Ai Fiori
Burgundy, Barolo, and Fifth Avenue swagger
Midtown · New York · French, Italian · Visit Website ↗
Reviewed April 5, 2026
Wingman Metrics
First Impression
The wine list at Ai Fiori lands on the table like a small novel — somewhere between 800 and 1,200 selections deep, organized with real intent. This is not a list someone threw together to fill space next to the cocktail menu. You're in a Wine Spectator Grand Award restaurant, and it shows immediately.
Selection Deep Dive
The core of this list is old-world royalty: Burgundy from Domaine de la Romanée-Conti and Domaine Leflaive, Piedmont through Giacomo Conterno Barolo and Gaja Barbaresco, Tuscany anchored by Sassicaia and Masseto, and Bordeaux reaching Château Pétrus and Château Le Pin. The Rhône gets serious treatment too — Guigal's Côte-Rôtie La Mouline and Chapoutier Hermitage are not token inclusions. California shows up with Kosta Browne and Opus One for the crowd that needs familiar names, but the soul of this list is firmly European. Gaps are minimal; this is the rare restaurant list where you can actually get lost in a good way.
By the Glass
Around 20 to 30 pours by the glass, ranging from $15 to $30, which is reasonable for Midtown Manhattan — you're not getting gouged just to taste something decent. The Champagne program extends to the glass program, with names like Krug on the bottle list suggesting the BTG selections are curated with the same seriousness. Rotation details aren't public, but with sommeliers like John Chiliquinga and Nielufar Waheed running the floor, you can trust the pours are being looked after.
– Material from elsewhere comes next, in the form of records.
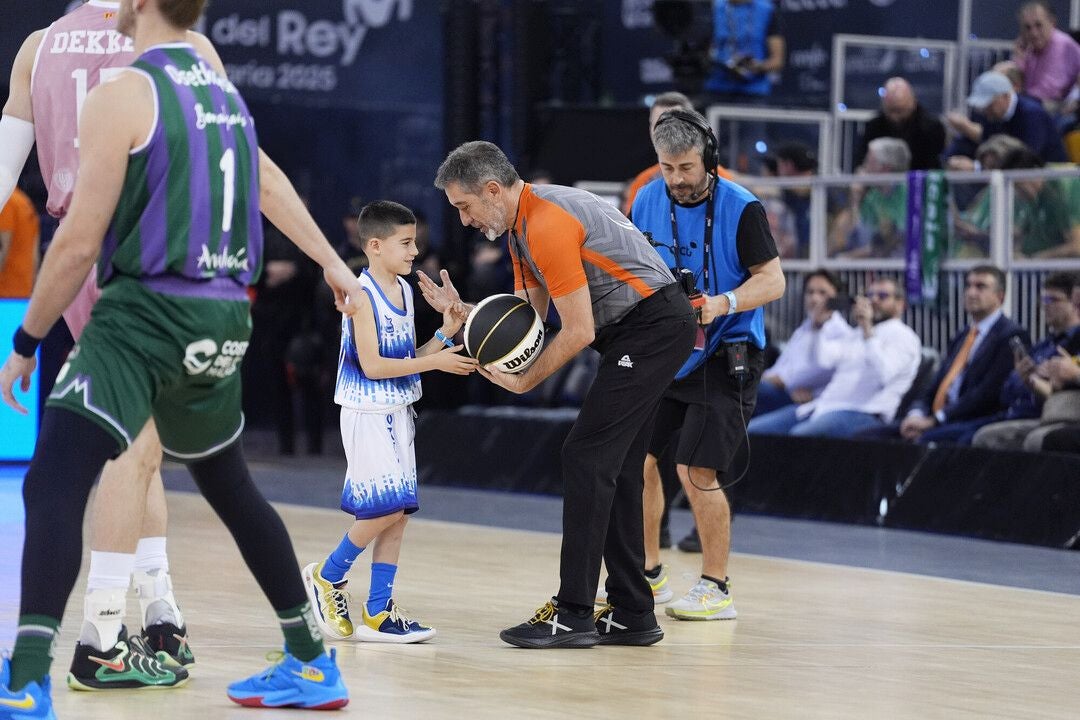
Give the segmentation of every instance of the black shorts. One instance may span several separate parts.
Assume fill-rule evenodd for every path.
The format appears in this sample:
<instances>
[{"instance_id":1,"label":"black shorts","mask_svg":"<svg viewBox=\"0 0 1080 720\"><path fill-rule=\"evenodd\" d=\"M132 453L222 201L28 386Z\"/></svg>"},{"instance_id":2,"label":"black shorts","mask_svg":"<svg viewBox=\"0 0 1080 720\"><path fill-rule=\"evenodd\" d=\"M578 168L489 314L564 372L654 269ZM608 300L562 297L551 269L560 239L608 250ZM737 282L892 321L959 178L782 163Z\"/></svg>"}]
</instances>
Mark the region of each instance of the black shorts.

Chapoutier Hermitage — $60+
Hermitage from Chapoutier on a list dominated by four-figure Burgundy is your relative sanity anchor — structured, serious northern Rhône Syrah that holds its own against anything else on this list and won't destroy your evening's budget.
Salon Blanc de Blancs
Everyone reaches for Krug when they want to splash on Champagne, but Salon — made only in exceptional vintages, 100% Chardonnay from Le Mesnil-sur-Oger — is the more interesting call. Most tables walk past it. Don't.
Opus One
It's a fine wine, but Opus One is on every big American list and tends to carry serious markup premium built on brand recognition alone. With Giacomo Conterno Barolo and Masseto on the same list, the Napa prestige bottle feels like the obvious tourist move.
Giacomo Conterno Barolo + Sagne pasta with braised rabbit, fresh mint, and Castelvetrano olives
Conterno Barolo's firm tannins and tar-and-roses character have the structure to stand up to braised rabbit while the wine's acidity cuts through the richness — and the olive brininess actually flatters the wine's savory depth rather than fighting it.
🔥 The Bottom Line
Ai Fiori is the real thing — a Grand Award list with the depth, staff, and glassware to back up the credential. The markups are New York steep, so come with a plan, but if you care about what's in your glass, this room rewards you.